Smuggling was to continue, as was inevitable when the life of the planters was to be harassed by navigation acts, when central governments were to place the interests of the colonists as secondary to their own, when the need for manufactured goods was paramount and such goods could be obtained more cheaply from privateers. For many years the Caribbean was to be the hunting ground of illicit traders. There were to be notable figures like Captain Kidd and Edward Teach, whose castle, ‘Bluebeard’s’, is now a fashionable hotel in St Thomas, and who was wont on occasions at the dinner table to discharge his pistols at his guests, on the grounds that if he did not shoot some of them sometimes they would forget who he was. But these men were smugglers rather than pirates, and they acted without the connivance of their governors. The era that had begun with Hawkins’ first journey, with its cargo of slaves, had ended; a new era had begun.
5 Black Ivory
Europe had by now realized what a treasure had been discovered for it by Christopher Columbus and what a treasure had been abandoned for the sake of the gold and silver mines of Mexico and Peru. The Caribee Islands, as they were originally called, lie for the most part in the semi-tropical zone; they are cooled by the trade winds that blow from the north-east. The early Spanish colonists divided them into two groups. They called the northern islands the Windward Islands, and the eastern the Leeward Islands. They were also known as the Antilles, after Antilla, the mythical continent that was supposed to exist east of the Azores, the northern islands being called the Greater
and the southern group the Lesser.
The ships bound for the West Indies made the island of Désirade. The trade wind always blew from the east, so that all the islands to the north and west of Désirade lay to the leeward, and all the islands of the east or south lay to the windward. Several of the islands are flat, Barbados, Anguilla, Aruba and Curaçao; Antigua, though it has a hilly section and a forest area, is mainly flat. But for the most part the islands are mountainous. The mountains attract the rain; in the majority of islands the rainless day is as rare as the sunless day; deep valleys run between the mountains and usually over one valley or another a rainbow will be curving. Some valleys are little more than gorges, but others run broad and fertile. Most products except the vine and certain berries flourished there, but it soon became apparent that sugar was the most profitable crop.
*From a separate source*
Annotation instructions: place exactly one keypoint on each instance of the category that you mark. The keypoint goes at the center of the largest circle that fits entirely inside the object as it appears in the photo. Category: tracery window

Originally cultivated in India, with the juice granulated by evaporation, sugar, although mentioned by Lucan in an incident in Pompey’s Eastern campaign, was not introduced into Europe till the Crusades. It was then regarded as a luxury and used medicinally. It flourished in Rhodes and Malta, thence it reached Sicily. The Spaniards transported it to the Azores, Madeira and the Canaries. Columbus took it to Hispaniola on his second voyage. But it is Labat’s view that it is indigenous to the Caribbean, since it was found in Guadeloupe in 1625, an island which the Spaniards had never colonized.